T. D. Durling, for complainant.
H. F. Galpin, for defendants.
BIRD, V. C. The bill is for partition of lands of which Thomas M. Drake died seized. One of his children, John W., claims an interest as heir at law. This claim is resisted. It is said that John had his full share of his father's estate during the life-time of the father, and that both he and his wife released and quitclaimed unto the said Thomas M., and to his heirs and assigns, forever, all their right, title, and interest to a certain farm in Scott county, in the state of Iowa, and also all "right, title, claim, and interest in and to all property now owned or hereafter to be acquired by the said Thomas M. Drake." Besides the complainant, Thomas M. had other children; and, in addition to the written acknowledgment of his full share of his father's estate, which was made to his father in his life-time, he acknowledged that he had had his share of his father's property since his father's death, and said that he did not want anything more. The proof is that John repeatedly made such declarations since his father's death. John denies them in his answer, insisting that he never made such statements, and insisting, also, thatthe writing alluded to was not intended to be used for the purposes which appeared upon its face. He insists that his father never advanced him anything, but that all he ever received from his father he gave a valuable consideration for. John endeavors to give a reason for the formal execution of the written acknowledgment of having received his share by himself and his wife. He says his father had been a widower for some time, and was about to remarry; that he was about leaving Iowa to come to New Jersey for that purpose; and, using his words, "that the object of that paper or quitclaim deed, so called, was to satisfy the woman he was about to marry in New Jersey in regard to property, and no evidence of the advancement to me." But this declaration of the meaning of the instrument is radically inconsistent with the instrument itself, and as inconsistent with the repeated statements of John to several witnesses. Although he denies making the statements, 1 can see no reason for discrediting the witnesses who said he did. The instrument speaks for itself.
It is important to observe that John is the only child who executed any such release, and that, if the execution of any such paper was to bear a part in effecting his new marital relations, the other children of Thomas would have been called upon to join therein. No reason has been assigned, and perhaps none could be, for the other children taking no part in this family transaction. It is in proof, also, that the father said on different occasions that John had had his full share of his estate. Therefore, when I take into consideration the formal execution of the written acknowledgment, John's repeated admissions that he had received his full proportion, and the father's declarations that he had advanced to John all that he was entitled to, and in fact that they had recently had important business transactions, I am irresistibly led to the conclusion that John is not entitled to any share or interest of or in the lands sought to be partitioned.
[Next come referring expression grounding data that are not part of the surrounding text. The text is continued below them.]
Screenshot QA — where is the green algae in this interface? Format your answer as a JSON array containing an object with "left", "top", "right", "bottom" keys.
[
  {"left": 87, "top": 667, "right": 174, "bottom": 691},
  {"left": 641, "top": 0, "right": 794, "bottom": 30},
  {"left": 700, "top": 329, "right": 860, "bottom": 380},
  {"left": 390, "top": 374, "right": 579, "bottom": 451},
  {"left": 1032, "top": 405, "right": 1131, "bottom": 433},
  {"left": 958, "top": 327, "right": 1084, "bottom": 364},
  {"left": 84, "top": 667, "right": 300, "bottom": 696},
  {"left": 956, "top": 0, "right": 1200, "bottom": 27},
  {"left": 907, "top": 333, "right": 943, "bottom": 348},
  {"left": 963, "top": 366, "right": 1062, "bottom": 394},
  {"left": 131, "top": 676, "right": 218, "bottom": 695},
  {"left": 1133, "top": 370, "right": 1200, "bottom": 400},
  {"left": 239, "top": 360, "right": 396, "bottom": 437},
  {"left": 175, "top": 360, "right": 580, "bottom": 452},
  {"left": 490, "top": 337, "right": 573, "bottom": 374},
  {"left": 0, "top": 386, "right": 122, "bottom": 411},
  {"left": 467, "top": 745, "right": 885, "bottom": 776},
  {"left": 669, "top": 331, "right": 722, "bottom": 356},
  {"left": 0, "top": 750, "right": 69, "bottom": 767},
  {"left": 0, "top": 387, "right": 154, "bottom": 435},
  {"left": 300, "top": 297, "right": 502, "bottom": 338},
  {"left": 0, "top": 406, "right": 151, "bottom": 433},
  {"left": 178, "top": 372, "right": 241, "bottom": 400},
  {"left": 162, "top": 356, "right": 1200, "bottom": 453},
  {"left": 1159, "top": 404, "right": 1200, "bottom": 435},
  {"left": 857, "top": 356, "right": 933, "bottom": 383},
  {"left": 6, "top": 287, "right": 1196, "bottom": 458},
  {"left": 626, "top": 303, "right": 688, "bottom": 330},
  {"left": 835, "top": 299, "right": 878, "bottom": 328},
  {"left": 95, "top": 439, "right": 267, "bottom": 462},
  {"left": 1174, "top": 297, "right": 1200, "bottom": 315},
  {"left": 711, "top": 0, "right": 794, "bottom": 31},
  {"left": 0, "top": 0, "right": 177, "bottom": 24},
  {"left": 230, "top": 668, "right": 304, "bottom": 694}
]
I think this view of the case is fully sustained by the case of Havens v. Thompson, 26 N. J. Eq. 383. In that case the son gave to his father a receipt in these words: "Received of Daniel Havens the sum of six hundred dollars in full in lieu of dower;" and it was held that this was an agreement which barred the son from making claim to a share of his father's estate. The evidence shows that, just prior to the execution of this paper by John W., he and his father had had quite extensive dealings in real estate, which involved the farm in Scott county, Iowa, referred to in the paper, showing conclusively that there was some consideration therefor, which is in harmony with John's admissions and with the father's declarations, and is sustained by the case of Speer v. Speer, 14 N. J. Eq. 240.
I will advise a decree in accordance with these views.